ETFs to Capture International Growth, Diminish Potential Risks

With the rally in U.S. equities growing long in the tooth, exchange traded fund investors should look into other markets to diversify their portfolios.

On the recent webcast (available on-demand for CE Credit), ‘CARPe Diem’ Tactical & Strategic Positions Outside the U.S., Jared Rowley, Senior Investment Strategist at SPDR ETFs State Street Global Advisors, and David Garff, President and Chief Investment Officer of Accuvest Global Advisors, pointed out that international markets have outperformed this year, with the benchmark MSCI Emerging Markets Index leading the charge – emerging market equities are now the best performing asset class on a 12 month basis.

“In just five months, EM markets have more than doubled the return of the U.S.,” Garff said.


Investors have also become more receptive of international exposure, funneling over $60 billion to international funds to date as sentiment rebounded and geopolitical risks receded post-French election.
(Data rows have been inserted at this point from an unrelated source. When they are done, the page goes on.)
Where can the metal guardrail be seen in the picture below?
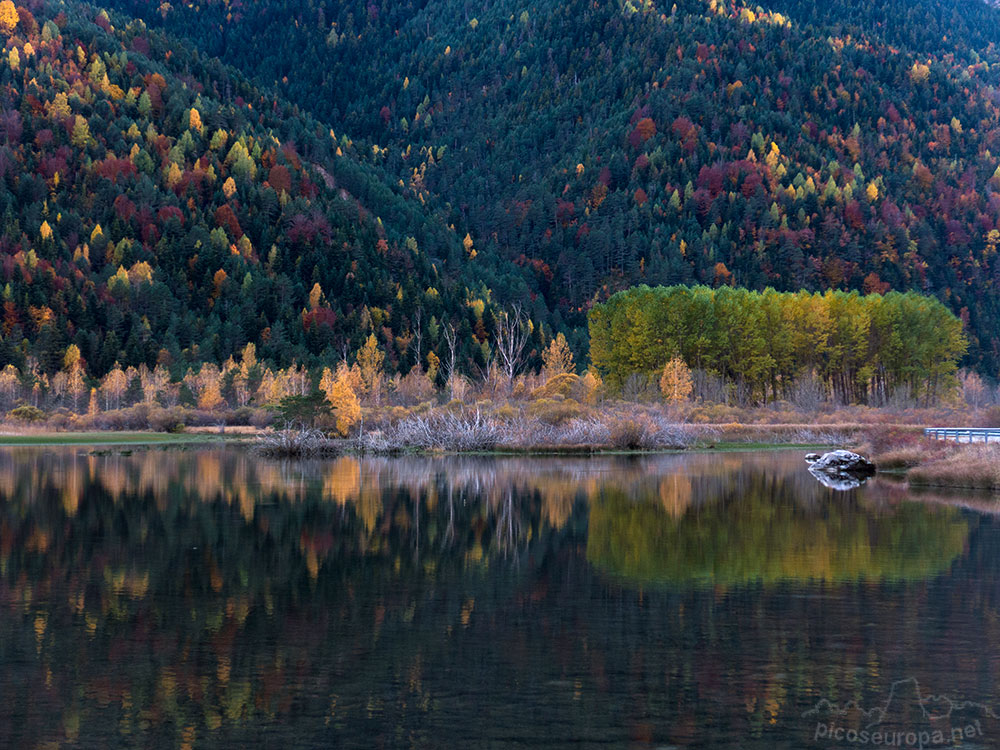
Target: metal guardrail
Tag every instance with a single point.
(965, 434)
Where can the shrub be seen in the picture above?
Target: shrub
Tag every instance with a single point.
(632, 433)
(552, 411)
(304, 443)
(565, 384)
(27, 413)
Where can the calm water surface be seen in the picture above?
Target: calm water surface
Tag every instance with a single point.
(209, 599)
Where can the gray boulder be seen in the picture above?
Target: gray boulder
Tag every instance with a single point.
(840, 469)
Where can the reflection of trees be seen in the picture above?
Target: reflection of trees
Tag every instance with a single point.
(202, 597)
(762, 533)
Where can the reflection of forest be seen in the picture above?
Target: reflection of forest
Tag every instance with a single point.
(191, 599)
(761, 531)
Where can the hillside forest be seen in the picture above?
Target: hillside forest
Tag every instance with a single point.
(183, 226)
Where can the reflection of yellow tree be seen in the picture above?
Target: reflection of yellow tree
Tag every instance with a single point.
(760, 538)
(675, 494)
(342, 480)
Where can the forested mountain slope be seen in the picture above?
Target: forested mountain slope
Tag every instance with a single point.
(156, 207)
(816, 145)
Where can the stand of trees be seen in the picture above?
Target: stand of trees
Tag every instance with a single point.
(848, 144)
(769, 345)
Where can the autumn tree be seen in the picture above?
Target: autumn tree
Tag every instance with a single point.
(370, 359)
(675, 381)
(342, 398)
(557, 357)
(113, 386)
(8, 17)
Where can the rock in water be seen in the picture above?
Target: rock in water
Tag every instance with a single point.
(840, 469)
(843, 461)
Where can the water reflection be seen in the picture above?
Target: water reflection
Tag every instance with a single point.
(206, 599)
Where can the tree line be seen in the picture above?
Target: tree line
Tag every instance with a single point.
(766, 346)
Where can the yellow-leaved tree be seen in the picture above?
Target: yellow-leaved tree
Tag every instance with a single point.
(343, 399)
(557, 357)
(8, 17)
(675, 382)
(113, 386)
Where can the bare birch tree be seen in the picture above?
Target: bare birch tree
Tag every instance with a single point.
(513, 330)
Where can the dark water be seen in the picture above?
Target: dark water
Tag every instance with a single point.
(206, 599)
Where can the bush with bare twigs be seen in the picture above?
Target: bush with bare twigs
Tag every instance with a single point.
(304, 443)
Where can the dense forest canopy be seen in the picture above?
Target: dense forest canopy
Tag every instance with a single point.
(157, 209)
(836, 145)
(861, 349)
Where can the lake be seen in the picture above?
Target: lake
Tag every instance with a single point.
(206, 598)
Looking ahead, Rowley said that State Street Global Advisors predicts emerging markets to lead in the equities space and U.S. high-yield debt to outperform in the fixed-income space over the next year.

As investors look to various markets to diversify their equity portfolio, international stocks also look more attractive. For instance, based on price-to-book, emerging markets are the only areas trading below their 10-year average while U.S. large-caps are trading at 10-year highs.

“Despite attractive valuations and compelling arguments over the past five-, three- and one-years, international has underperformed,” Joe Mallen, Chief Investment Officer at Helios Quantitative Research, said.